A primeira obra que se impõe ao visitante é Escada para o infinito II, de Shirley Paes Leme, construída com gravetos coletados e fundidos em bronze. Dispostas contra a parede, as escadas condensam o gesto de passagem. Dependendo do olhar, são trilhos de trem ou encruzilhadas, evocando o ritmo de quem parte e retorna. A artista transforma o efêmero em permanência e propõe um diálogo com Jonathas de Andrade: ele narra o país a partir da imagem social e política do corpo coletivo; ela pela matéria que resiste ao tempo.
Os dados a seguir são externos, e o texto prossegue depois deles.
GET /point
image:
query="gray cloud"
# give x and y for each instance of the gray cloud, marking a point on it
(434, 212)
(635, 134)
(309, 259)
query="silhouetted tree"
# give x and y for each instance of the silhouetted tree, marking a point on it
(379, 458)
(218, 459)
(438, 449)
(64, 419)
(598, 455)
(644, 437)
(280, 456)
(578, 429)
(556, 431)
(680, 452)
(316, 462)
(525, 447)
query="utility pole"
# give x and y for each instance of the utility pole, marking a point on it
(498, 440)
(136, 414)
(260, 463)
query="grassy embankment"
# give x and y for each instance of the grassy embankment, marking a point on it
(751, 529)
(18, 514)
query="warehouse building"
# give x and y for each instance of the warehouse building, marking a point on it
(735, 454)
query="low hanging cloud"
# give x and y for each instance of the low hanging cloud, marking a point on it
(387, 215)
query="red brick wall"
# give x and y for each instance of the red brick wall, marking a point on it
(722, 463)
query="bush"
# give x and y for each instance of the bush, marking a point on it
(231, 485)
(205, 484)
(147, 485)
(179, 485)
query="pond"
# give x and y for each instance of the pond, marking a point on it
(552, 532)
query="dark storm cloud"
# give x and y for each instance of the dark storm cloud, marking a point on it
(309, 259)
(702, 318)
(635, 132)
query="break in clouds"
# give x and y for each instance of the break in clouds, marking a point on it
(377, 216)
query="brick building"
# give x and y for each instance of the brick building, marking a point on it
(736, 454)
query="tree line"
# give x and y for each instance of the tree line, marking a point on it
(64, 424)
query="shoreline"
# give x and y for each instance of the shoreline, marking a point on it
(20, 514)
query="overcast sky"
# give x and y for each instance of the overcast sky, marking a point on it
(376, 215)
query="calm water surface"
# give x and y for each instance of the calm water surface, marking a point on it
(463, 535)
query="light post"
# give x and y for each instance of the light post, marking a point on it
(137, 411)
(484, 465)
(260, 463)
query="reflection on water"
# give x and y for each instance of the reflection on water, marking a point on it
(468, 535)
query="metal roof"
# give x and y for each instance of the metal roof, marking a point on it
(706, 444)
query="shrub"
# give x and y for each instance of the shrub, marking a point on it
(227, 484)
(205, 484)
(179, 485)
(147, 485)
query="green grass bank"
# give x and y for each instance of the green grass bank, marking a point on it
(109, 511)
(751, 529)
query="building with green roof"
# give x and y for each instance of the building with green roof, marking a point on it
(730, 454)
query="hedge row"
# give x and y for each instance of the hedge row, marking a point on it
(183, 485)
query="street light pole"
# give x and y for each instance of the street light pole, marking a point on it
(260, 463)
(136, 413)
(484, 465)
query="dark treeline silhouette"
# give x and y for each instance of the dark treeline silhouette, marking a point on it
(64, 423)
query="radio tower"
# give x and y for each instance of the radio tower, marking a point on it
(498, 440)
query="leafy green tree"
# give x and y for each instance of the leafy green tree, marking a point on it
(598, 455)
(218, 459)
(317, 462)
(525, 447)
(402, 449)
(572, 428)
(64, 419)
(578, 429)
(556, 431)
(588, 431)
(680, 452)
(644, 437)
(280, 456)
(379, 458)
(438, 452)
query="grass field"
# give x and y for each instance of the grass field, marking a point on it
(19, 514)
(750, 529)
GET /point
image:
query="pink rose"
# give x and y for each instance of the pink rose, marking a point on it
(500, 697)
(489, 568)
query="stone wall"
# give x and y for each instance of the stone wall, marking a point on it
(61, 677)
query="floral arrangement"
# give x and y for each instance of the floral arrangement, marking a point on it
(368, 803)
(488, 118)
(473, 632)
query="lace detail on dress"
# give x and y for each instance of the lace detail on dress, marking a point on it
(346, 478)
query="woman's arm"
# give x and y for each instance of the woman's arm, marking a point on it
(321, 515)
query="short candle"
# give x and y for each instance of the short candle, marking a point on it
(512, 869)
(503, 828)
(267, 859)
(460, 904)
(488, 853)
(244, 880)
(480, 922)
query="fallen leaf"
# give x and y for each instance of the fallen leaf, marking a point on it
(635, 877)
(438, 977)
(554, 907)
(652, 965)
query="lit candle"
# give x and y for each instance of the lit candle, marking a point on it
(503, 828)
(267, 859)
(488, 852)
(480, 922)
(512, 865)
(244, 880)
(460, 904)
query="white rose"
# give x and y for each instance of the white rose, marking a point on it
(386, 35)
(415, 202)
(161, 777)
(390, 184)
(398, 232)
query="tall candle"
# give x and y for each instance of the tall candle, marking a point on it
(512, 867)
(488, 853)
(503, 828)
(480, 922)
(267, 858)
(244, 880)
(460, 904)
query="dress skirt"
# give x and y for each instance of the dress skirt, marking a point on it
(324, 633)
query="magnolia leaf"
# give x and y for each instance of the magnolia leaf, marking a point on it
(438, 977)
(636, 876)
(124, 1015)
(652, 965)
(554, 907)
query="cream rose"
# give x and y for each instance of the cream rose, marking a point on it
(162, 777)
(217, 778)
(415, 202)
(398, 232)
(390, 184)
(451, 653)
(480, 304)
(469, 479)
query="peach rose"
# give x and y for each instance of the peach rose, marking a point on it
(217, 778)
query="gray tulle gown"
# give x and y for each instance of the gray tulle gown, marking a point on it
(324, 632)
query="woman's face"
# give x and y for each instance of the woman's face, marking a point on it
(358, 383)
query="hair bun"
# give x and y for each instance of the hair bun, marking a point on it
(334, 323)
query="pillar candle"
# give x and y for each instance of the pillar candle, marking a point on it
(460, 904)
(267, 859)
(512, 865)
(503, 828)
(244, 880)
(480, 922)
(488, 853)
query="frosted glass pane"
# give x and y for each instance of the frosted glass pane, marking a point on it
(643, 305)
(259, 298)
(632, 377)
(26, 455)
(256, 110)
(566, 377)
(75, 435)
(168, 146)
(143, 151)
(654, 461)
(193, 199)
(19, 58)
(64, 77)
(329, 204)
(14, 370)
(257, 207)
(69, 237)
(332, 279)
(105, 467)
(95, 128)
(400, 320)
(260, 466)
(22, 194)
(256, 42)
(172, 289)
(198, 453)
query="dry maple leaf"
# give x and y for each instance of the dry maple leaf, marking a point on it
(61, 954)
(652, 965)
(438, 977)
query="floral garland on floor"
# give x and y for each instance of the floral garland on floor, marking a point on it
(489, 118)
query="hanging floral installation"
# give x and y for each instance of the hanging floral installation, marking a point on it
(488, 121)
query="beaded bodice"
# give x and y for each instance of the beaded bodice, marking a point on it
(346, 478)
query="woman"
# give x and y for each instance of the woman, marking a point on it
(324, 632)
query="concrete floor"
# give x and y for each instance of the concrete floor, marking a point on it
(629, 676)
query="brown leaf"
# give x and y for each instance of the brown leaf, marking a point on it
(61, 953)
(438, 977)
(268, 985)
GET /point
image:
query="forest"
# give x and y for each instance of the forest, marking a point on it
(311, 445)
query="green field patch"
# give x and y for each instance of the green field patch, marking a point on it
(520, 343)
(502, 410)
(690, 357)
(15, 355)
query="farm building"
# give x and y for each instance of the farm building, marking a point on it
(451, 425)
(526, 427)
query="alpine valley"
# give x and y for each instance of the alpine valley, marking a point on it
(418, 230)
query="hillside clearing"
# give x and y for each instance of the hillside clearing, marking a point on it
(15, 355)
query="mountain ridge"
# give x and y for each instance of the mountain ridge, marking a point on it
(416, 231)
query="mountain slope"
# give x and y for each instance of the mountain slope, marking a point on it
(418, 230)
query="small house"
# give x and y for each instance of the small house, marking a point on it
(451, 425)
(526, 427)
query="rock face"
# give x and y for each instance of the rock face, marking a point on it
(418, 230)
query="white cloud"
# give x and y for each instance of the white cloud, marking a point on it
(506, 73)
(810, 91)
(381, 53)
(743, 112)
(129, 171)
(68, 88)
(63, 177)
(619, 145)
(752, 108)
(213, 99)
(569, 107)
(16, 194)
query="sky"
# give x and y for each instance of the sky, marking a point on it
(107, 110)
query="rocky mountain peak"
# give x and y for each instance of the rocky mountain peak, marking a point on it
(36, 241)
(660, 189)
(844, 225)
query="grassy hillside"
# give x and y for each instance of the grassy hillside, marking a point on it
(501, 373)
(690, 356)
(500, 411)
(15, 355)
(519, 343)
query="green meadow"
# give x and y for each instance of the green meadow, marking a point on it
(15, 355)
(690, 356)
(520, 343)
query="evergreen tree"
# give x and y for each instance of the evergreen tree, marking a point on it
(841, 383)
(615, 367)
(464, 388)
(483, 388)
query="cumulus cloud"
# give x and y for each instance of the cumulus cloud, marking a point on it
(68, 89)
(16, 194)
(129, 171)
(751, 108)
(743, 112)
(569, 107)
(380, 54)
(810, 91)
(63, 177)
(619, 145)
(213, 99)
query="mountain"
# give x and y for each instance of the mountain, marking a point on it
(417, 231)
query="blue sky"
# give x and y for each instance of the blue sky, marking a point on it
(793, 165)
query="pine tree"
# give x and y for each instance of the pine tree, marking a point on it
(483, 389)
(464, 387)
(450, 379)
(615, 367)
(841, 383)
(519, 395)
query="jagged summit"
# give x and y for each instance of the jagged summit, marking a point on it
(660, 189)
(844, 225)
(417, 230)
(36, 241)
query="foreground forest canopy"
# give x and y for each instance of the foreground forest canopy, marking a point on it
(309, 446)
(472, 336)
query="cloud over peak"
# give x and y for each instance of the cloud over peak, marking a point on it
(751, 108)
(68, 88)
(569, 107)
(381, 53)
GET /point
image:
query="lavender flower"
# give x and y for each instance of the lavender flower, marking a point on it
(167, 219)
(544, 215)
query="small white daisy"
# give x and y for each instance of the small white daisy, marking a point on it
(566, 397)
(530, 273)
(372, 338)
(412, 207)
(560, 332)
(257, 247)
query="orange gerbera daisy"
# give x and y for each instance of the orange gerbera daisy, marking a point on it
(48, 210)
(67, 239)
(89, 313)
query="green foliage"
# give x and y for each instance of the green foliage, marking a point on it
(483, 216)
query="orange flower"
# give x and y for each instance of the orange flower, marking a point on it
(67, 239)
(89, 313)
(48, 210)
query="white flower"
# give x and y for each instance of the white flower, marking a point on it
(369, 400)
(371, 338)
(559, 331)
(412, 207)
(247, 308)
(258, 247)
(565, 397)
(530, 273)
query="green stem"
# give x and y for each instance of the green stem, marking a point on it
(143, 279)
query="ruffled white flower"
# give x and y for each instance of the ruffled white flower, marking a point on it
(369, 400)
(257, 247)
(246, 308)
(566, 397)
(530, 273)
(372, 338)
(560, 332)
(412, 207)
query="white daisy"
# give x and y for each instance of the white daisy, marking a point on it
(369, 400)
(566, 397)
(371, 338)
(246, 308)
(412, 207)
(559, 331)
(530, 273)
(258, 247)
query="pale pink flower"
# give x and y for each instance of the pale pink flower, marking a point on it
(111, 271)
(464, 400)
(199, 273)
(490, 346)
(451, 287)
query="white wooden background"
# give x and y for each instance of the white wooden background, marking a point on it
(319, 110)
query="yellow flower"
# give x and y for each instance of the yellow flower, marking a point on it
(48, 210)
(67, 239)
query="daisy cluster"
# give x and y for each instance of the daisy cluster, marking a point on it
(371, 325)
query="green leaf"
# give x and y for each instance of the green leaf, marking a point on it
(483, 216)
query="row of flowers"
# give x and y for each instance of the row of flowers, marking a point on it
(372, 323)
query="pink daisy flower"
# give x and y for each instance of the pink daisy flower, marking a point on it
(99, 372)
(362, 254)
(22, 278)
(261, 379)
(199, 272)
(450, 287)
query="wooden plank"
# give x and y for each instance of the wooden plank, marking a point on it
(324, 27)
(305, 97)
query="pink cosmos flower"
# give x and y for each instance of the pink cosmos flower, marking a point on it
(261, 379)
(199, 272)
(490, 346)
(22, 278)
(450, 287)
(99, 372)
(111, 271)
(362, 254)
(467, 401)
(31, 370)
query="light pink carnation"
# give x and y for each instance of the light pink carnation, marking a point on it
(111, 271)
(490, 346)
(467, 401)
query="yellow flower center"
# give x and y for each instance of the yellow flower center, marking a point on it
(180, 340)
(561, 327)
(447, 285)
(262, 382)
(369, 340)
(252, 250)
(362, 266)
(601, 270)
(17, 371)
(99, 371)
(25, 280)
No segundo acesso, Enterolobium, de Inês Moura, apresenta pelintros de tijolos e sementes de tamboril fundidas em alumínio, acompanhadas pela leitura do poema As viagens, de José Tolentino. O trabalho propõe uma arqueologia poética da memória, onde as sementes não são relíquias, mas orações. Acima delas, as cianotipias em tecido de Wyssolela Moreira pairam como mapas suspensos, conectadas por uma rede que faz da língua uma trama de ressonâncias.
Em outro ponto, Jonathas de Andrade apresenta um abecedário que, entre o lúdico e o brutal, revela a tensão entre signo e corpo. Seu trabalho, centrado na extração da cana-de-açúcar, transforma o vocabulário do trabalho em linguagem crítica, reencenando o Brasil pela dureza de sua própria história.
Na entrada principal, pela rua, Você, tu, também, de Jorge das Neves, é um muro de palavras moldadas em tijolos. Literal e simbólica, a obra inscreve a língua no espaço, lembrando que toda arquitetura é também linguagem. Entre o barro e o verbo, a instalação propõe um alicerce comum, o da construção coletiva do idioma que atravessa a exposição.
Por fim, no vídeo de Gegé M'Bakudi, o olhar se volta para o homem e para o que nele foi silenciado. Entre fogo e renascimento, o artista angolano explora o corpo como campo de memória e resistência, repensando a masculinidade como linguagem e não como cárcere. Sua obra é um gesto de cura e de abertura, em que o sensível se torna força política.
A mostra não nasce apenas do gesto de exibir, mas de um convívio. Na Serrinha, os artistas compartilharam dez dias de imersão, trocando práticas, escutas e presenças. Dali, emergiram as sementes que hoje florescem no pátio do Museu da Língua Portuguesa, de livre acesso, aberto à rua. É significativo que Atlânticos aconteça ali, onde os trens e as vozes se cruzam: o espaço da passagem, do comum, do encontro entre o íntimo e o público.
Em tempos de Bienal de São Paulo, cujo tema é a pluralidade, a exposição se insere de forma singular, propondo o mesmo debate a partir de outra perspectiva. Parabenizamos a curadoria pela potência deste encontro, que brota do chão comum e se ergue como celebração das vozes que atravessam o Atlântico. A pluralidade não é conceito, mas prática: está na terra, na matéria e na escuta. As obras e os artistas estão bem intitulados, pois nomeiam o que é preciso nomear. Afinal, a língua também é isso, o gesto de dar nome aos bois.
A exposição pode ser visitada no Museu da Língua Portuguesa, em São Paulo, até dia 2 de novembro.